The house number, digital address of every household, as well as the name of the street on which the property is located, will be embossed on each of the plates to be fixed on every building in Ghana for free.
Currently, Ghana Post charges 50 cedis to tag residential buildings and 100 cedis for commercial ones with the GhanaPost Digital Address plates.
About four million households across the country are expected to be tagged in the new exercise that is set to begin from August 8 which the government has set aside as the Digital Address Day, also known as the “8:8 Day”.
Under the government’s National Addressing System, the exercise is set to be completed within six weeks.
Ahead of the start date, the Vice President Dr Alhaji Mahamudu Bawumia on Saturday met with the various stakeholders in the project.
The including officials from the various MMDAs, Ministry of Local Government, Ministry of Special Development Initiatives and NABCo, Ghana Post, Land Commission, Ghana Statistical Service, Ghana Post and Spatial Planning among others.
“At the end of the project, what we are gonna have is four million households are going to have a tag on them that has a house number, a street name, a digital address,” Chief Executive of NABCo, Dr Ibrahim Anyars told 3news after the meeting.
Of what benefit is the project?
Dr Anyars lauded the project, indicating it will ensure that emergency services were delivered to the doorsteps of the people on time.
“This is very good for our country in terms of being able to deliver in terms of emergency services to the point of need, in terms of being able to be identified properly if you require some support with financial services and all the other benefit that come in terms of our own security.

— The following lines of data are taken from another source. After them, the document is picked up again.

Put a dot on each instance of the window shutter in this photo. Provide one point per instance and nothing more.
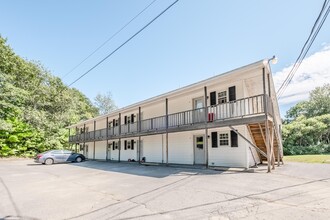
(232, 93)
(233, 139)
(213, 98)
(214, 137)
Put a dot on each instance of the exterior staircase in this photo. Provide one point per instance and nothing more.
(258, 132)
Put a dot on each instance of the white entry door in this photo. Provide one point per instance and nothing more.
(199, 149)
(198, 113)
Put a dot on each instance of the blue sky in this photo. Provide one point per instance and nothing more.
(194, 40)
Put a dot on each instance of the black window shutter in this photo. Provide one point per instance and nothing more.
(233, 139)
(214, 137)
(232, 93)
(213, 98)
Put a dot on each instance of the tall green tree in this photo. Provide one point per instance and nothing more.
(35, 106)
(307, 125)
(104, 103)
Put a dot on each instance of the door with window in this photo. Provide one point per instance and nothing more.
(199, 149)
(199, 111)
(109, 151)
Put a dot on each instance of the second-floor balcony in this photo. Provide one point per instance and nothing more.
(210, 116)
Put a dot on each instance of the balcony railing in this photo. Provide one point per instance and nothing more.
(240, 108)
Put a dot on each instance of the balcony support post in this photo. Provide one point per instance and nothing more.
(166, 121)
(266, 121)
(94, 140)
(119, 133)
(139, 130)
(206, 129)
(107, 143)
(84, 145)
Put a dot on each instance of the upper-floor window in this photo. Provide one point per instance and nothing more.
(222, 97)
(224, 139)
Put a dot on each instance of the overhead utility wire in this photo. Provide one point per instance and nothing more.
(304, 51)
(304, 55)
(109, 39)
(299, 60)
(129, 39)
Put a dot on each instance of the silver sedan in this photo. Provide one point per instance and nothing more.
(58, 156)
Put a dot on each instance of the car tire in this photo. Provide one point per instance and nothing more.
(49, 161)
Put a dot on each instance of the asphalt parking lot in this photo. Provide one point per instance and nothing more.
(102, 190)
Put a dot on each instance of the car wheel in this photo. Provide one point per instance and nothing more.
(49, 161)
(78, 159)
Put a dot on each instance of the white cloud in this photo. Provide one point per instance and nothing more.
(314, 71)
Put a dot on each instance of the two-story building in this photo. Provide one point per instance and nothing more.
(231, 120)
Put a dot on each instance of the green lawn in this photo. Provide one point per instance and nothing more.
(309, 158)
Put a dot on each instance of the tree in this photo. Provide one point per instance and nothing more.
(318, 104)
(104, 103)
(307, 125)
(35, 106)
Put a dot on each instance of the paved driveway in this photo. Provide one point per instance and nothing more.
(101, 190)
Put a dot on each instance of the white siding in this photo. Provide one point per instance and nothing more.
(253, 157)
(128, 153)
(100, 124)
(154, 110)
(228, 156)
(100, 150)
(113, 153)
(90, 152)
(181, 148)
(152, 149)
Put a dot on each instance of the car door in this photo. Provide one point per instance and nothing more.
(57, 155)
(66, 155)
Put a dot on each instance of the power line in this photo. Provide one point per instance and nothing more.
(109, 39)
(302, 54)
(304, 51)
(129, 39)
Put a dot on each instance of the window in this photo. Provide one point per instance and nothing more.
(233, 139)
(214, 137)
(213, 98)
(224, 139)
(222, 97)
(232, 93)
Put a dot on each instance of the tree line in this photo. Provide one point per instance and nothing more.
(306, 127)
(35, 106)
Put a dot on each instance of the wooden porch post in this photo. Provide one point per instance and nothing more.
(266, 122)
(84, 145)
(166, 120)
(119, 133)
(94, 140)
(107, 143)
(139, 130)
(206, 129)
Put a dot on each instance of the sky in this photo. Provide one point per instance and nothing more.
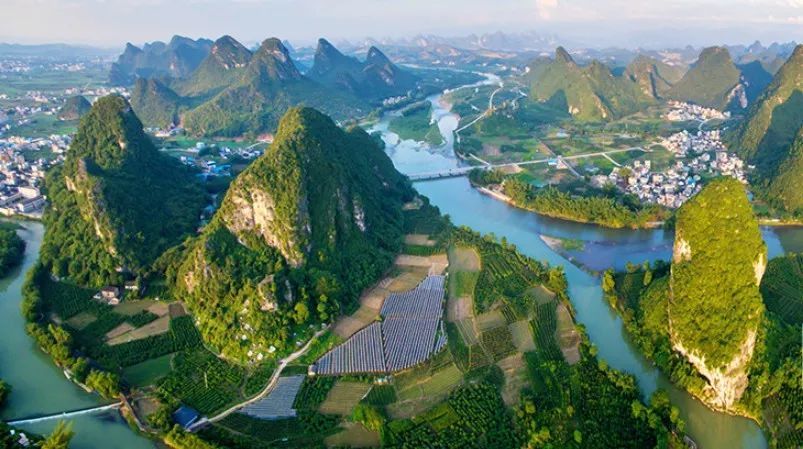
(591, 23)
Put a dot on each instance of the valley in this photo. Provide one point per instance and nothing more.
(264, 246)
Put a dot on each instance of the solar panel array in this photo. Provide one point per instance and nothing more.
(408, 335)
(362, 353)
(278, 404)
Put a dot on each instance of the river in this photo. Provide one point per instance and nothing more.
(467, 206)
(38, 387)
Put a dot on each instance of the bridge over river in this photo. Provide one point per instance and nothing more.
(63, 415)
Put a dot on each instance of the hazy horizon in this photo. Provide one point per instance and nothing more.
(579, 23)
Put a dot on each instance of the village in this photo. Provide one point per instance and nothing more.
(698, 156)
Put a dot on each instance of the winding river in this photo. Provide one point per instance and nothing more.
(610, 247)
(39, 388)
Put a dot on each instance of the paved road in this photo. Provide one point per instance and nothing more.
(272, 383)
(487, 111)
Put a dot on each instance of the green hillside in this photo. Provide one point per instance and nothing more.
(115, 202)
(767, 135)
(74, 108)
(376, 78)
(299, 234)
(655, 78)
(270, 85)
(710, 81)
(715, 301)
(589, 93)
(155, 103)
(223, 66)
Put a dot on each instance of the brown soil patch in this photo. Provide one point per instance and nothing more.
(81, 320)
(468, 331)
(437, 263)
(343, 397)
(568, 338)
(129, 308)
(459, 309)
(515, 378)
(490, 320)
(522, 337)
(156, 327)
(176, 309)
(419, 240)
(119, 330)
(464, 259)
(353, 435)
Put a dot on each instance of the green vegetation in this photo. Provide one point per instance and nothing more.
(12, 248)
(374, 79)
(715, 299)
(603, 208)
(590, 93)
(781, 287)
(74, 108)
(473, 416)
(771, 138)
(709, 81)
(202, 381)
(591, 405)
(335, 225)
(415, 123)
(116, 203)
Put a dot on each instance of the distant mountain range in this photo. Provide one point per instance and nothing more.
(233, 91)
(771, 137)
(592, 92)
(177, 58)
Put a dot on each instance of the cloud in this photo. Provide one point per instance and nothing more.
(544, 8)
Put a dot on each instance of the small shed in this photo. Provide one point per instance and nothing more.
(186, 416)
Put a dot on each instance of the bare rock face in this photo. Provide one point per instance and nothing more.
(715, 307)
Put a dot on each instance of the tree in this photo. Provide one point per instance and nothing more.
(60, 437)
(4, 391)
(302, 312)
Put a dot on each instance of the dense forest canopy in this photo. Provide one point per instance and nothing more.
(116, 203)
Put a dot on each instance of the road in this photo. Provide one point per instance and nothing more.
(272, 383)
(487, 112)
(461, 171)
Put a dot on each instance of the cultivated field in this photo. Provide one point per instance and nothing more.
(343, 397)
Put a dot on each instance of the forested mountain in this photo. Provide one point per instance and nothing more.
(590, 93)
(74, 108)
(765, 139)
(116, 203)
(654, 77)
(375, 78)
(714, 81)
(223, 66)
(715, 307)
(175, 59)
(299, 234)
(269, 86)
(155, 103)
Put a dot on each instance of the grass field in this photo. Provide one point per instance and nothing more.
(419, 389)
(148, 372)
(82, 320)
(522, 336)
(343, 397)
(353, 435)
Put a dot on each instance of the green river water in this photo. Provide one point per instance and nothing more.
(40, 388)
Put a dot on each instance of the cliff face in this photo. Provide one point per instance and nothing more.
(300, 232)
(115, 202)
(715, 307)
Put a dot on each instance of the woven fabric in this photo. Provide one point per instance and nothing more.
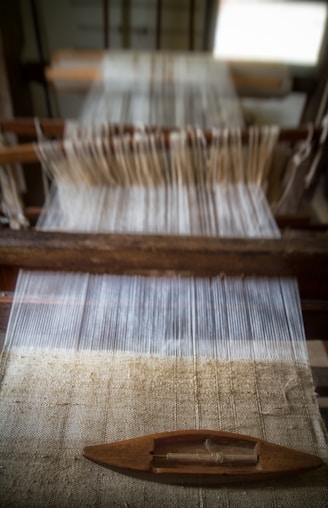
(56, 402)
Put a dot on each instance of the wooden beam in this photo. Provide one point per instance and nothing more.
(27, 153)
(305, 259)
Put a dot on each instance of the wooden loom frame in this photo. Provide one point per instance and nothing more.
(303, 258)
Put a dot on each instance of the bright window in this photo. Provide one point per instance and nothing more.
(288, 32)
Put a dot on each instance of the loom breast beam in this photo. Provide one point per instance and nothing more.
(27, 153)
(201, 458)
(76, 70)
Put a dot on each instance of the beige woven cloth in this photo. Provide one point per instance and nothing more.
(54, 403)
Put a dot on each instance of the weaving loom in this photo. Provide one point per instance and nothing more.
(191, 352)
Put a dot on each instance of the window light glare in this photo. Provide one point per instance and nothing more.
(280, 31)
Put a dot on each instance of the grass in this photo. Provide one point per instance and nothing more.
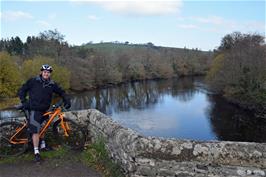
(10, 102)
(96, 156)
(29, 156)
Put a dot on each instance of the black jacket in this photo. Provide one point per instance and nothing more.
(40, 93)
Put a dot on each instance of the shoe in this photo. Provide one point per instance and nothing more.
(47, 148)
(37, 158)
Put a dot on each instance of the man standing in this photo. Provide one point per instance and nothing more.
(40, 90)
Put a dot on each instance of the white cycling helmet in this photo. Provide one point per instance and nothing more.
(46, 67)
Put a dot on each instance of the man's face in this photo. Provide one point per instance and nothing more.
(46, 74)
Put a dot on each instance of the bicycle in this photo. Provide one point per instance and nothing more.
(15, 138)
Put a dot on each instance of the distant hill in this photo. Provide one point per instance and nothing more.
(95, 65)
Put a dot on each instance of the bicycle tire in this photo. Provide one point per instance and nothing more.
(76, 138)
(7, 149)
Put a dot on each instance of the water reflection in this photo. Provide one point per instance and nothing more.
(180, 108)
(234, 124)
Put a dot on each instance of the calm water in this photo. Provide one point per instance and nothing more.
(176, 108)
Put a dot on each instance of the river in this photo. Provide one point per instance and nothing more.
(174, 108)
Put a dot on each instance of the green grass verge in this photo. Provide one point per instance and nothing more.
(96, 156)
(60, 152)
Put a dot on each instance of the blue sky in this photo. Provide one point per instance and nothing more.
(194, 24)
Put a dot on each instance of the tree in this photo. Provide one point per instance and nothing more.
(10, 79)
(60, 74)
(239, 69)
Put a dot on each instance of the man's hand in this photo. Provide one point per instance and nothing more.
(25, 105)
(67, 104)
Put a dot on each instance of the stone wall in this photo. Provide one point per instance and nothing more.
(150, 156)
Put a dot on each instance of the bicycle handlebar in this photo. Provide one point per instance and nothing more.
(53, 107)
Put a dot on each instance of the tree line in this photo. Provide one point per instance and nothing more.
(238, 70)
(95, 65)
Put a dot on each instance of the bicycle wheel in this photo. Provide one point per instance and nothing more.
(76, 138)
(8, 129)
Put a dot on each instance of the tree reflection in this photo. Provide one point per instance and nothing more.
(231, 123)
(136, 95)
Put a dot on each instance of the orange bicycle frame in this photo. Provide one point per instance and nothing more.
(52, 115)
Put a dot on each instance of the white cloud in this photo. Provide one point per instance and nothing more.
(43, 23)
(142, 7)
(219, 24)
(52, 16)
(15, 15)
(93, 17)
(188, 26)
(136, 7)
(216, 20)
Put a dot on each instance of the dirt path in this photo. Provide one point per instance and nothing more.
(49, 167)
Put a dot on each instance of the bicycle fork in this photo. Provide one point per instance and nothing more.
(64, 125)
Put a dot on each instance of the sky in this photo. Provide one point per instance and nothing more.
(172, 23)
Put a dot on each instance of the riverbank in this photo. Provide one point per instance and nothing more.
(93, 161)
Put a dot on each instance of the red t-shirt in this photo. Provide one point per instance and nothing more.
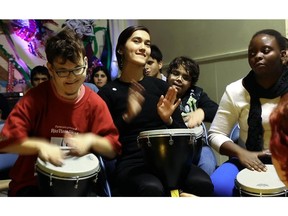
(42, 113)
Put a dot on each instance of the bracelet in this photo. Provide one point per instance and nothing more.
(125, 117)
(170, 120)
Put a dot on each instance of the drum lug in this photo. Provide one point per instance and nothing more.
(51, 183)
(171, 141)
(96, 178)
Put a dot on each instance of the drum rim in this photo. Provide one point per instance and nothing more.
(197, 131)
(67, 177)
(46, 170)
(260, 191)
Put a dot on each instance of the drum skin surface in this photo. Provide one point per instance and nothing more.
(254, 183)
(170, 152)
(74, 178)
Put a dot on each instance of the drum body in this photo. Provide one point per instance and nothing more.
(260, 184)
(74, 178)
(170, 152)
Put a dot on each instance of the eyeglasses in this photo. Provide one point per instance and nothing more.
(185, 77)
(76, 71)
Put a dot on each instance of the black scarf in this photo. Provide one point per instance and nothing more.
(255, 131)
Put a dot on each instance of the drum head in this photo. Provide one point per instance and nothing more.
(197, 132)
(73, 166)
(260, 182)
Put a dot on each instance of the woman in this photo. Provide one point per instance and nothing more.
(279, 139)
(196, 107)
(249, 102)
(137, 103)
(100, 76)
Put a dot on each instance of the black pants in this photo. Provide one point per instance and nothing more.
(142, 182)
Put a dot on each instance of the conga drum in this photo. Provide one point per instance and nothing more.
(260, 184)
(74, 178)
(170, 152)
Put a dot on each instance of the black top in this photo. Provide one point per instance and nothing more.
(115, 94)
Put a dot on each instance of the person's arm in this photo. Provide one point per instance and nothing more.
(208, 106)
(36, 146)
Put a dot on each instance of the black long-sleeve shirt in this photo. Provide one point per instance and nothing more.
(115, 94)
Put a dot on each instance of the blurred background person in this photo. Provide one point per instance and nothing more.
(100, 76)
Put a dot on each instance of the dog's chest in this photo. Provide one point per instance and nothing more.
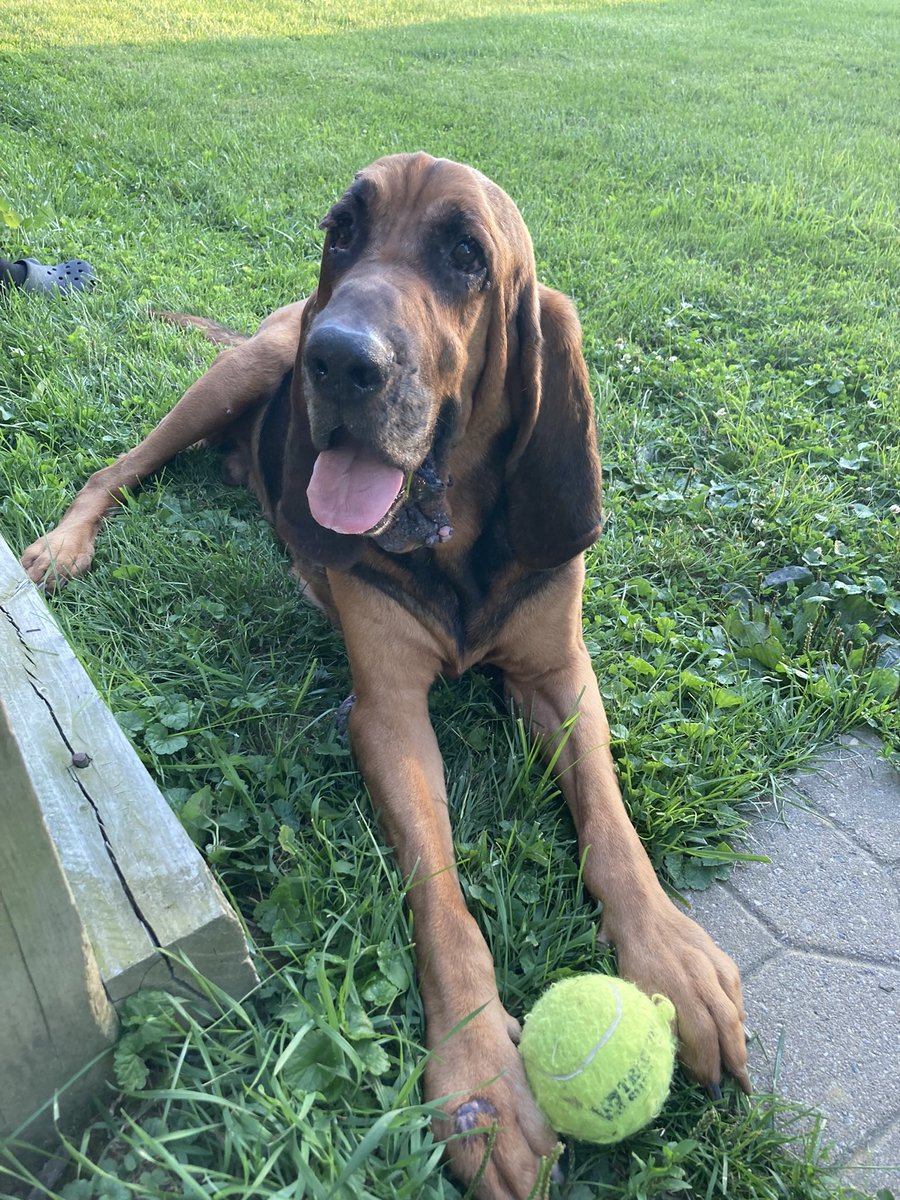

“If you look at your household, if there was an emergency required because of some kind of security concern, you could easily be identified by the police or the emergency services and this can only a good thing for the householders and so we’re counting on everyone to support this,” he said.
Who pays for the number plate?
Though he said the project will come at a cost to the government, he was unable to say how much will be involved, but indicated that the use of NABCo personnel will not come bring additional burden on government as they are already being paid under the programme.
Asked whether the generation of the digital address and the embossment of the number plates will come at a cost to the property owners, he answered in the negative.
“This will come at a cost, but this is going to be delivered free to the households, and I emphasise that every household that is going to be tagged with the plate that has the house number, the street name and the digital address is going to be done free of charge to the household.
“No householder should pay” he stressed.
Dr Anyars also said no personnel should be paid for the generation of the digital address or for any protocol service with the view to having fast track service as “every household is going to receive the plate which is going to be paid for by the government”.
On the issue of households without house numbers, the chief executive of NABCo said the Spatial Planning Authority “have systems that can now auto generate even house numbers”
He said the personnel will rely on existing database of the various MMDAs.
He said the relevant authorities and the various stakeholders at the various districts and regions have all been met and briefed on the project.
He said the NABCo personnel to be deployed will be supervised in collaboration with the physical planning department of the MMDAs.
Dr Anyars said they would work to make sure that by the end of this year every house would have a tag “identifying it in the same sense that we want individuals nationwide to have a national ID system; properties equally should have”.
Distribution of personnel
Each District will have a 50 personnel, which will translate into 25 teams per district and 6,350 teams across the country daily.
“We could have done this in two weeks but to avoid mistakes and because this is human-centred, we slow it down to a period of six weeks,” Dr Anyars said.